In the 1997 book 'Creed of Iron', author Ron McVan presented a new Wotanist flag (shown above). I don't see any particular reason that this flag cannot symbolize all traditional European-descended neo-pagan concerns. According to legend, Genghis Khans mother--Hoelun--handed him an arrow when he was a boy. She asked him to break it in two, which he did. Then she handed him a handful of arrows and asked him to break them in two. When he wasn't able to, she impressed upon him that alone one is not nearly as strong as part of a group; and, of course, Khan went on to conquer much of the world, but only after uniting feuding bands of Mongol tribes.
On page 142 of the book, McVan displays the powerful flag and describes its meaning, which all basically relate to "the Allfather," Wotan. However, the solar cross is the main symbol, and it can be tied to virtually every other Europagan tradition. Lets face it, the Teutonic spiritual tradition had been the most defined and widespread pre-Christian pagan tradition in Europe; and it was spread to virtually every corner of Europe at some point. OF COURSE, there were other pagan traditions! However, remember Hoelun's arrows...

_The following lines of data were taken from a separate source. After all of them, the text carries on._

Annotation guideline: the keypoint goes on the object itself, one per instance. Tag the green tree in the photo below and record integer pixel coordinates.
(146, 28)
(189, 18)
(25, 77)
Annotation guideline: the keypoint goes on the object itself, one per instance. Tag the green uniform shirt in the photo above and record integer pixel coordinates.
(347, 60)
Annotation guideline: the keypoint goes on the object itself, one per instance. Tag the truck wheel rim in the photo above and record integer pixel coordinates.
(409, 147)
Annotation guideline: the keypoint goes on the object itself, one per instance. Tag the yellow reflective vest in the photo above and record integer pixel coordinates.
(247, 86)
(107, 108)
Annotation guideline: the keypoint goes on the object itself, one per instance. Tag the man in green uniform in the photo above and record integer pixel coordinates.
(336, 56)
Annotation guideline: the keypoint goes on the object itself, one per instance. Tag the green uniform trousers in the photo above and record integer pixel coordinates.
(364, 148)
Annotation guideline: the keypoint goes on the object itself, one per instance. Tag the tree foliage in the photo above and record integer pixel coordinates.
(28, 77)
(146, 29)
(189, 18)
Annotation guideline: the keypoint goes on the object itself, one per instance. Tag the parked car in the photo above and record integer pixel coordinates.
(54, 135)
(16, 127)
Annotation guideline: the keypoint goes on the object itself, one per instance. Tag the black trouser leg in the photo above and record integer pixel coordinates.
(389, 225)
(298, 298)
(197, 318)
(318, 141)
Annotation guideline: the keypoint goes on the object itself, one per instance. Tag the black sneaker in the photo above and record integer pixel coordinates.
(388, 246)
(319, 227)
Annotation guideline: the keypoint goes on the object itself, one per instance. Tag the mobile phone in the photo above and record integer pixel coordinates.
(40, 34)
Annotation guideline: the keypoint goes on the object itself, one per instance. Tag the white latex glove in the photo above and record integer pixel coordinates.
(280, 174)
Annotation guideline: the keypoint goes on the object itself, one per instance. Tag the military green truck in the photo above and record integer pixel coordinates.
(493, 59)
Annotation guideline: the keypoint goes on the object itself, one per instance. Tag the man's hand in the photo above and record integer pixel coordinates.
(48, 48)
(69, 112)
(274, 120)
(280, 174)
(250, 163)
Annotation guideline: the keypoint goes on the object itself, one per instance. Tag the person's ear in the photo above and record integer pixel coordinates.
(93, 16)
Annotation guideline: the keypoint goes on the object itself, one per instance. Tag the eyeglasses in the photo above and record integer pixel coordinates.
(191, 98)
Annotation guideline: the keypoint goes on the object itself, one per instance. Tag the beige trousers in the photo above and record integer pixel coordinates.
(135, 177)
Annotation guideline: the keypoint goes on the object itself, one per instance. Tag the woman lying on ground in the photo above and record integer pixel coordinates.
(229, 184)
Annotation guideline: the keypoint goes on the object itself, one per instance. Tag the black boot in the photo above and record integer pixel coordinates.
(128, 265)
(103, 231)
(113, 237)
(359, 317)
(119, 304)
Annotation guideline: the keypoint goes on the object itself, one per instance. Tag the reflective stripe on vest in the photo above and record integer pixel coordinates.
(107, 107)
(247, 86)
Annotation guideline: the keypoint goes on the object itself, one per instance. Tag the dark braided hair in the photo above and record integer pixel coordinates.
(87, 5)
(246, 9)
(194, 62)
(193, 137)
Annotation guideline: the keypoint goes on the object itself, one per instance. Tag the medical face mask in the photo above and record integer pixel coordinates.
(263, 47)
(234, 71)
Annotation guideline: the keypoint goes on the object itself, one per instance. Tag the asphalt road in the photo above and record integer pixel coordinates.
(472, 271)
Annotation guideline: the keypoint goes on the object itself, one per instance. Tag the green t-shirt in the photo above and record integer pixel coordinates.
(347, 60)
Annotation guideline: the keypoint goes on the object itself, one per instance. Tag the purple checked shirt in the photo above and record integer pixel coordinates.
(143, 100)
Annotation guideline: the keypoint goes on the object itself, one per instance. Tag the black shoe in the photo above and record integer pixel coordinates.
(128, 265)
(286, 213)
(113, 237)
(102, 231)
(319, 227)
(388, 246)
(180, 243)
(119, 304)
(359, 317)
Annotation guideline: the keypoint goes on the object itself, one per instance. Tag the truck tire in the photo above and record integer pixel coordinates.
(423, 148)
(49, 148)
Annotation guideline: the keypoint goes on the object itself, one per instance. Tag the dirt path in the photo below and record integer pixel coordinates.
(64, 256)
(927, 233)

The "horned god tradition," while it was also--in some form--spread throughout Europe in ancient times, lacked the definition of Odinism. Also, almost all of these spiritual traditions overlapped one another; especially as they're connected to the "wheel of the year." I tend to prefer the name "Wotan," rather than Odin, because it reminds me of the larger concept. In other words, "Wotanism" reminds me more of the mountains and forests of ancient central Europe, than it does the more Scandinavian-sounding "Odinism." The Langobards called him "Godan," but I'm thinking of what would be best in relating to the larger spiritual concept. Everything cannot be neatly packaged and presented for each one of us on a silver platter all the time!
A folkish Wiccan, for example, could very much relate to the solar cross and the two ravens. Also, there were "Wiccan-like" pagans (i.e. "Witches") within Norse and Germanic paganism. Still, we live today as if we were those feuding bands of Mongol tribes. Even within Odinism/Asatru, there is a strong factional feeling. Sometimes we need to occasionally think of the bigger picture. Remember, there were Odinists burned alongside Witches in the Middle Ages. They were viewed with the same distain by religious zealots then, or even today. This flag could be more of a "spiritual proposition concept," than an actual "organization." No concern needs to intrinsically "change," but perhaps pragmatically "expand" their spiritual scope.
The flag was designed to be a Wotansvolk ("Odin's People") symbol. Couldn't it also be a symbol of the larger Heathenry ("the people of the hearth") and/or the Pagans? A lot of areas have just a tiny handful of people who self-identify with a particular pagan tradition. Wouldn't it only make sense for them to be part of a voluntary milieu of a larger harmonious localized Europagan social construct? No matter where we live--whether in a remote area or in a large city--we still are all "the people of the hearth." Perhaps it's time to recognize that first, rather than always be factionalized in a largely artificial, negative thought-form.